Registration Dossier

Administrative data

Endpoint:
respiratory sensitisation: in vivo
Type of information:
migrated information: read-across from supporting substance (structural analogue or surrogate)
Adequacy of study:
key study
Reliability:
2 (reliable with restrictions)
Rationale for reliability incl. deficiencies:
other: Acceptable, well-documented study.

Data source

Reference
Reference Type:
publication
Title:
Phthalate treatment does not influence levels of IgE or Th2 cytokines in B6C3F1 mice
Author:
Butala JH, David RM, Gans G, McKee RH, Guo TL, Peachee VL, White KL Jr.
Year:
2004
Bibliographic source:
Toxicology. 2004 Sep 1;201(1-3):77-85.

Materials and methods

Test guideline
Qualifier:
no guideline followed
Principles of method if other than guideline:
Topical application (and challenge) of test substances to mice followed by measurements of total serum IgE. In addition, auricular lymph nodes were harvested for measurement of IL-4 and IL-13 proteins and their corresponding messenger RNAs. Because skin absorption of high molecular weight phthalates is limited, liver weight increase, a measure of peroxisomal proliferation, was monitored to assure that internal dosing had been achieved.
GLP compliance:
not specified

Test material

Reference
Name:
Unnamed
Type:
Constituent

Test animals

Species:
mouse
Strain:
B6C3F1
Sex:
not specified

Test system

Route of induction exposure:
dermal
Route of challenge exposure:
other: application to ear
Vehicle:
unchanged (no vehicle)
Concentration:
undiluted, 50 ul/flank
No. of animals per dose:
10
Positive control substance(s):
trimellitic anhydride (TMA)
Negative control substance(s):
2,4-dinitrochlorobenzene (DNCB)

Results and discussion

Results:
The mice tolerated the treatment well; all animals survived, and there were no significant differences in body weight. Liver weights of DINP- treated mice were significantly elevated with respect to control at the P < 0.05 level. Total serum IgE levels were significantly increased by treatment with the positive control, TMA. There were also smaller but still significant increases in IgE levels in mice treated with DNCB. The appropriate responses with the reference compounds demonstrated the specificity of the assay system. In contrast to these materials, total IgE levels in serum from mice treated with the DINP were not significantly different from control values. The assessment of IL-4 and IL-13 levels in cultured lymph node cells revealed a large and statistically significant increase in cells from mice treated with TMA. IL-4 and IL-13 levels were also elevated in the DNCB-treated groups in some situations, but were not significantly different from control values. Neither IL-4 nor IL-13 was elevated in cells from control group mice or mice treated with DINP. Similarly, TMA significantly increased IL-4 and IL-13 mRNA levels in lymph node cells. DNCB treatment increased IL-4 and IL-13 mRNA in some cases, but these differences, while sometimes statistically significant, were well below levels associated with TMA treatment. DINP treatment had no effect on IL-4 or IL-13 mRNA levels.

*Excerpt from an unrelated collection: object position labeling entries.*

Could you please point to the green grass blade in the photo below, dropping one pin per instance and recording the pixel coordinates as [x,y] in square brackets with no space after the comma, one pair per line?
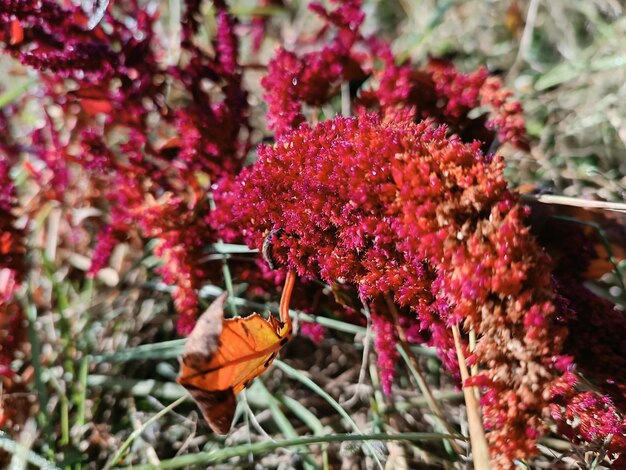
[303,379]
[256,448]
[137,432]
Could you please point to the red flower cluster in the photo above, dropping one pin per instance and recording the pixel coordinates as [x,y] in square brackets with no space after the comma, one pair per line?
[400,209]
[12,270]
[438,92]
[135,120]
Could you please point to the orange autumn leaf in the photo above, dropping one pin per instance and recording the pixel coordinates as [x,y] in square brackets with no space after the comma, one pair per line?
[223,355]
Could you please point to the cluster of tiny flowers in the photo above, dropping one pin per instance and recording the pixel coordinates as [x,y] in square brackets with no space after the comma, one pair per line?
[111,79]
[397,208]
[386,352]
[12,270]
[590,417]
[314,331]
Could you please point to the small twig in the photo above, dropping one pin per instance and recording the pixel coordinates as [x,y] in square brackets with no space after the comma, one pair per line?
[153,458]
[419,375]
[480,451]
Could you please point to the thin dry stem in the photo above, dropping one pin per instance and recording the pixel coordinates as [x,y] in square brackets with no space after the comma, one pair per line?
[423,385]
[480,451]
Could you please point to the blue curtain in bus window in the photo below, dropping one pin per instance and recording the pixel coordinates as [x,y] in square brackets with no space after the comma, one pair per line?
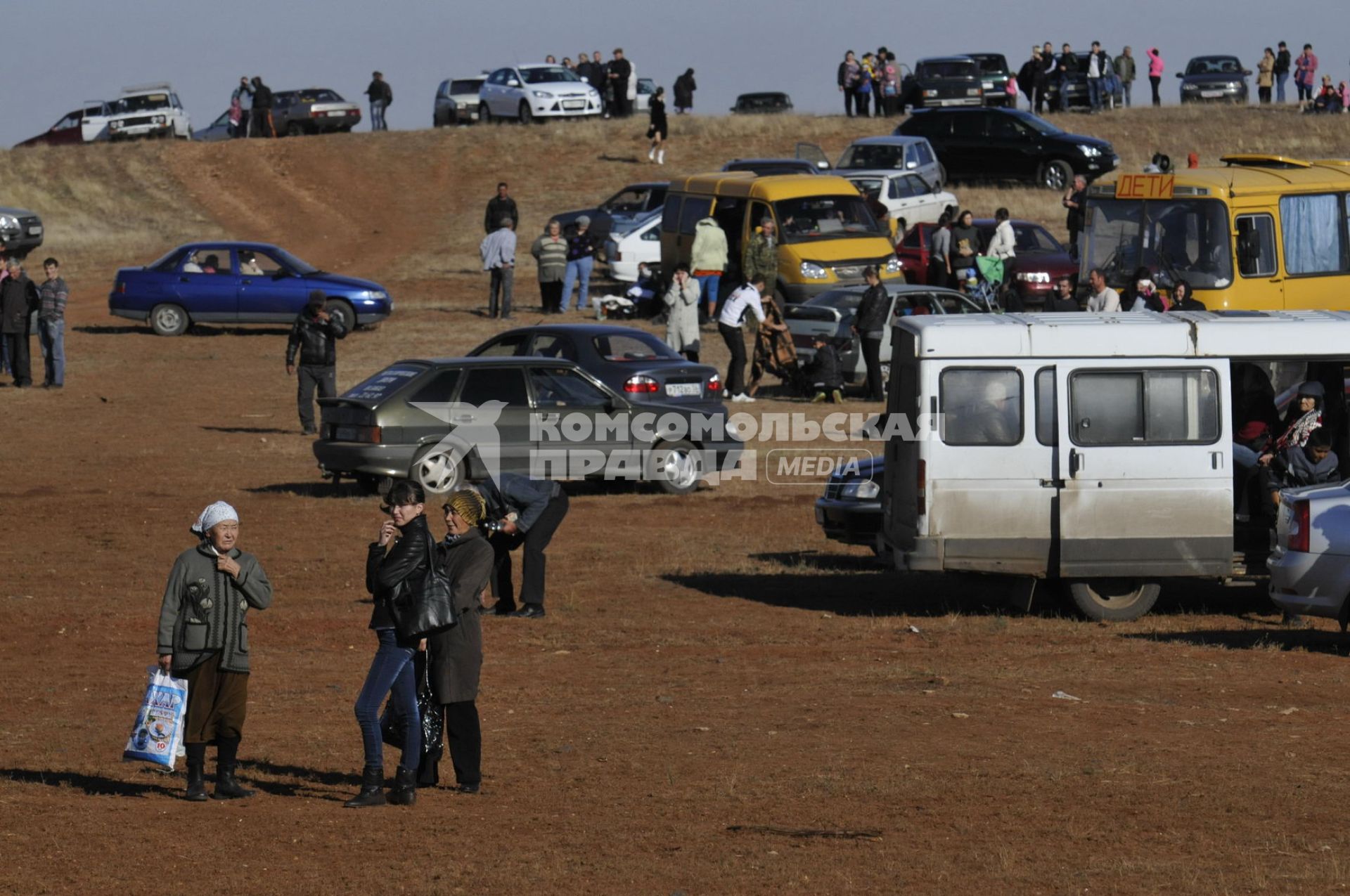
[1311,228]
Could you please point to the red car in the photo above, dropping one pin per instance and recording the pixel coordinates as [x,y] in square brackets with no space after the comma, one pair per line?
[1039,264]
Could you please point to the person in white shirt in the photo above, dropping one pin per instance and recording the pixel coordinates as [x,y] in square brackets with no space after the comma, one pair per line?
[747,299]
[1103,299]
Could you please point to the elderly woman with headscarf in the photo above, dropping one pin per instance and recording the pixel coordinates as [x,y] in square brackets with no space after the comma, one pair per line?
[204,639]
[456,655]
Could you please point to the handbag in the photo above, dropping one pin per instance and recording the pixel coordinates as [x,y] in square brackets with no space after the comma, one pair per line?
[427,606]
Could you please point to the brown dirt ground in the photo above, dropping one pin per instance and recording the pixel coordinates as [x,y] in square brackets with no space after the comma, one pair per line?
[708,661]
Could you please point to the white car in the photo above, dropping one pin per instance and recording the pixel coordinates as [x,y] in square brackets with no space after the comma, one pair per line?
[641,245]
[529,92]
[1310,566]
[904,195]
[152,110]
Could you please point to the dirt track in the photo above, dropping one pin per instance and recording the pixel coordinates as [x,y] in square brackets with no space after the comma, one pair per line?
[708,663]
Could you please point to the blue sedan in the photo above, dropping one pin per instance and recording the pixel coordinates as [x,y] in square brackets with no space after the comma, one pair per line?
[227,283]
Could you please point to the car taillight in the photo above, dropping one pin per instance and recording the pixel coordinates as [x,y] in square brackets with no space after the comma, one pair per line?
[1299,526]
[641,385]
[921,486]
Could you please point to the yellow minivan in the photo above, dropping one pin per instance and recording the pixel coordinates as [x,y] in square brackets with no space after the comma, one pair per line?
[827,234]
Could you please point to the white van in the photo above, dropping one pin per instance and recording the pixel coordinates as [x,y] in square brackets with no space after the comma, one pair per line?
[1093,448]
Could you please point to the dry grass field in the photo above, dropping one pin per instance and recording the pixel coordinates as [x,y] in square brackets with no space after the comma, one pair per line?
[720,701]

Applicant's summary and conclusion

Interpretation of results:
not sensitising
Executive summary:

Bronchial asthma is mediated, in part, by the immunoregulatory cytokines interleukins 4 and 13 (IL-4 and IL-13). These cytokines stimulate IgE synthesis that in turn is associated with airway hyper-responsiveness. Compounds that stimulate IgE synthesis and elicit bronchial reactivity are generally considered to be respiratory sensitizers. To address this question, topical application (and challenge) of test substances (DINP included) to mice followed by measurements of total serum IgE was performed. In addition, auricular lymph nodes were harvested for measurement of IL-4 and IL-13 proteins and their corresponding messenger RNAs. Because skin absorption of high molecular weight phthalates is limited, liver weight increase, a measure of peroxisomal proliferation, was monitored to assure that internal dosing had been achieved. ELISA and RNAse protection assays demonstrated that DINP treatment did not significantly affect IgE, IL-4, or IL-13 levels. Similarly, IL-4 and IL-13 mRNA levels were not elevated. In contrast, all of these were significantly elevated by trimellitic anhydride (TMA), a respiratory sensitizer used as the positive control in this assay. Another control, dinitrochlorobenzene (DNCB), a contact sensitizer, also responded as expected, producing smaller but statistically significant increases in IgE and in mRNA for IL-4 and IL-13 but not in the levels of these cytokines. In summary, treatment with DINP did not result in significant elevations indicating that DINP has little, if any, potential to produce anti-body-mediated respiratory allergy.